Diversità di trattamento tra docenti e Ata precari e di ruolo, con il nuovo contratto di lavoro
Il sindacato Anief si impegna a superarla anche per le giornate di partecipazione ai concorsi e per lo stipendio
"Con il nuovo contratto di lavoro il nostro sindacato si impegnerà a superare in modo ancora più concreto la disparità di trattamento che persiste tra il personale precario e quello a tempo indeterminato". Lo ha detto Chiara Cozzetto, segretaria generale Anief, a colloquio con l’agenzia Teleborsa.

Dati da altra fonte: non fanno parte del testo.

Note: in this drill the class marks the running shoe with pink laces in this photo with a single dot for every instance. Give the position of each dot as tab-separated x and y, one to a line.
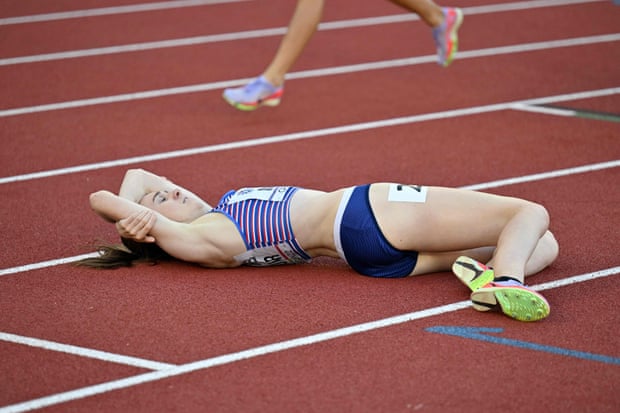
257	93
446	37
513	298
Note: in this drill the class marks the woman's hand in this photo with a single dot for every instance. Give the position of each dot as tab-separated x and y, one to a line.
137	226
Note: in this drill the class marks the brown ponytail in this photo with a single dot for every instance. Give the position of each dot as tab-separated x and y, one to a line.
128	253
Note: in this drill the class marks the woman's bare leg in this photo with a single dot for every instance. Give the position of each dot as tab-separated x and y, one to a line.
428	11
544	254
302	26
458	220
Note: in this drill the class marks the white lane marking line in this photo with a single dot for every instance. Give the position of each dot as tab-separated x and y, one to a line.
476	187
45	264
545	175
269	349
544	110
85	352
307	135
203	87
278	31
105	11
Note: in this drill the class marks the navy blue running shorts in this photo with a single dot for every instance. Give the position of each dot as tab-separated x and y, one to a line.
361	243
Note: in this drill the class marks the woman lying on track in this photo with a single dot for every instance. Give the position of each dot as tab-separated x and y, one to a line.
380	230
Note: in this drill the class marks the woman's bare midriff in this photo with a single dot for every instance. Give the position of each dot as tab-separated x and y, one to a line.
312	217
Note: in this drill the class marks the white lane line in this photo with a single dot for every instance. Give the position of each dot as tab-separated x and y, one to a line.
45	264
271	348
544	110
85	352
104	11
306	135
545	175
279	31
476	187
494	51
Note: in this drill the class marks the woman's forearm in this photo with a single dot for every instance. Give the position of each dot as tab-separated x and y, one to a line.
138	182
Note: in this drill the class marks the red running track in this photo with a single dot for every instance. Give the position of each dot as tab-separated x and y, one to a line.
173	322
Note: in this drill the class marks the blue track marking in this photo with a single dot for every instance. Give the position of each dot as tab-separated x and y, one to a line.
482	334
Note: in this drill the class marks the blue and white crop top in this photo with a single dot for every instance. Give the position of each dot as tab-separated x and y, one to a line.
262	216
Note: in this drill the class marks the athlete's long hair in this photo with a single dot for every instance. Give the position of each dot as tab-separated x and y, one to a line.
128	253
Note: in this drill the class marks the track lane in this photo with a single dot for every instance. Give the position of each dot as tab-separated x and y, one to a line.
97	76
397	374
200	119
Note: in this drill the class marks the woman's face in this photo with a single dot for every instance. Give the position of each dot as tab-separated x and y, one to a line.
176	205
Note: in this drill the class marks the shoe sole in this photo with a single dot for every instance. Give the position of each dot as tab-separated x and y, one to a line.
454	39
247	107
516	302
472	273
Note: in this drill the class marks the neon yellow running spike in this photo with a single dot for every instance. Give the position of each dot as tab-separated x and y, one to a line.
515	300
472	273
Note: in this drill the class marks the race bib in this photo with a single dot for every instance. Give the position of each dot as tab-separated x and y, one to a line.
274	194
407	193
278	254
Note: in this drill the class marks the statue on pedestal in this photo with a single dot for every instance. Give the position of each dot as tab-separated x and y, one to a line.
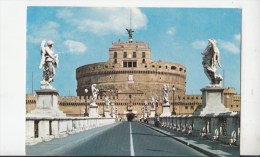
211	56
94	93
153	103
49	61
107	102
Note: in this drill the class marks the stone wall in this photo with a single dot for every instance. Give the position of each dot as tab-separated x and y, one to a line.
45	129
223	127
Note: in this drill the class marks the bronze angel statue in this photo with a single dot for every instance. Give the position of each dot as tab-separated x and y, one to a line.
211	57
49	61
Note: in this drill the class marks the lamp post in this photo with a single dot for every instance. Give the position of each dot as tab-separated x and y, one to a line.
86	110
173	93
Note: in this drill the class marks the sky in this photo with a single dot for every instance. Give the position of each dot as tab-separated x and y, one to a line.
83	35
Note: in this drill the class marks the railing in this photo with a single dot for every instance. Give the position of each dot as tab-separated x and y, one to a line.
40	129
222	127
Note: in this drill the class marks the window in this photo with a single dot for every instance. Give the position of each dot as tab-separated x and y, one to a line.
143	54
130	77
134	54
173	67
115	54
134	64
129	64
124	64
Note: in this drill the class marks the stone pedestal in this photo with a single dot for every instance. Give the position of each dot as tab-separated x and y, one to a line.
106	113
46	104
93	110
152	113
212	102
166	110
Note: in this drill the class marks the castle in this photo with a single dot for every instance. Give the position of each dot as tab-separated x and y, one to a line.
129	79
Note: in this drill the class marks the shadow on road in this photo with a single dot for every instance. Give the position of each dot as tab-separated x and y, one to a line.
149	134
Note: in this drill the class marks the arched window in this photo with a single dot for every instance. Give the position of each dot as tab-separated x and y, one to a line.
173	67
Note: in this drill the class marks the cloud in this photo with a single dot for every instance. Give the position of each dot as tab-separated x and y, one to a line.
102	21
171	31
46	31
199	44
229	46
75	47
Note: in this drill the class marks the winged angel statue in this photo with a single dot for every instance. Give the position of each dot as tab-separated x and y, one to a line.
49	61
210	58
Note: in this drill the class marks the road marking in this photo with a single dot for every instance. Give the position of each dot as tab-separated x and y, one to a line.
131	142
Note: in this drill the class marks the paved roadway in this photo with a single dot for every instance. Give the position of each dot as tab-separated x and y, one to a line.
126	139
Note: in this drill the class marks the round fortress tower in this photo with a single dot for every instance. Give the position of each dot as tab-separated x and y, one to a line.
131	71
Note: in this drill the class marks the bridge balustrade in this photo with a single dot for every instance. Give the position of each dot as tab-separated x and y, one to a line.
45	129
223	127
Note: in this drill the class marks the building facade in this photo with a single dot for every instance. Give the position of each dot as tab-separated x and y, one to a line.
130	78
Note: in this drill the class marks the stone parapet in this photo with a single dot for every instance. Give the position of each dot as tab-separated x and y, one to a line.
40	129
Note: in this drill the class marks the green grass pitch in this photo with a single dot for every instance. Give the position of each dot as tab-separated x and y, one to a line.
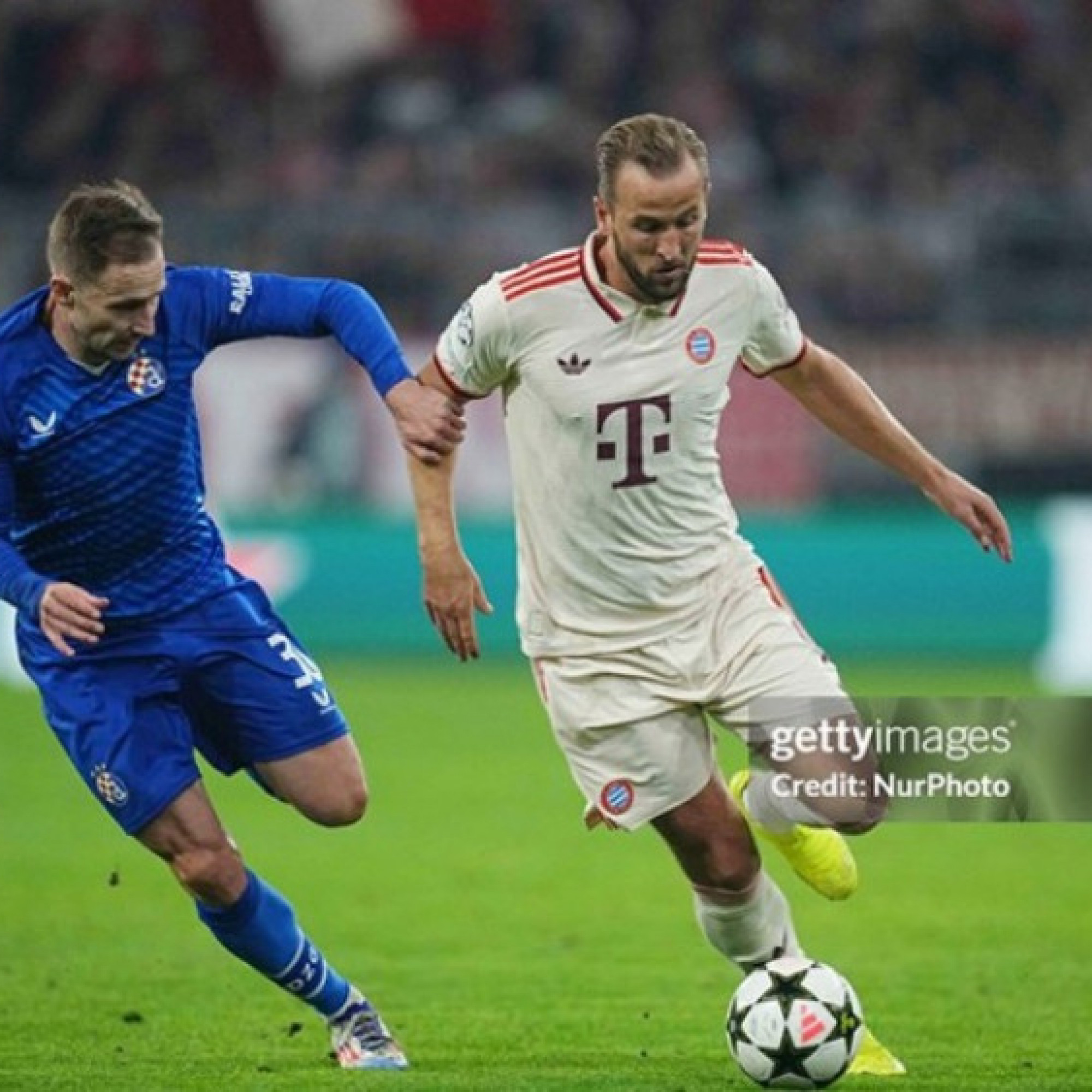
511	949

"Con il precedente contratto – ha aggiunto la sindacalista autonoma - abbiamo già ottenuto il riconoscimento dei tre giorni di permesso retribuito anche per il personale a tempo determinato. Ora il nostro impegno sarà rivolto anche alle altre tipologie di permessi, come quelli per sostenere esami e concorsi, con l'obiettivo di garantire anche al personale precario la retribuzione per queste assenze”.
La segretaria generale ha concluso l’intervista sostenendo che “parallelamente il sindacato continuerà a lavorare per equiparare il trattamento economico, così da superare in maniera concreta le disparità anche sul piano stipendiale", sempre tra personale docente e Ata precario rispetto agli stessi lavoratori già immessi in ruolo.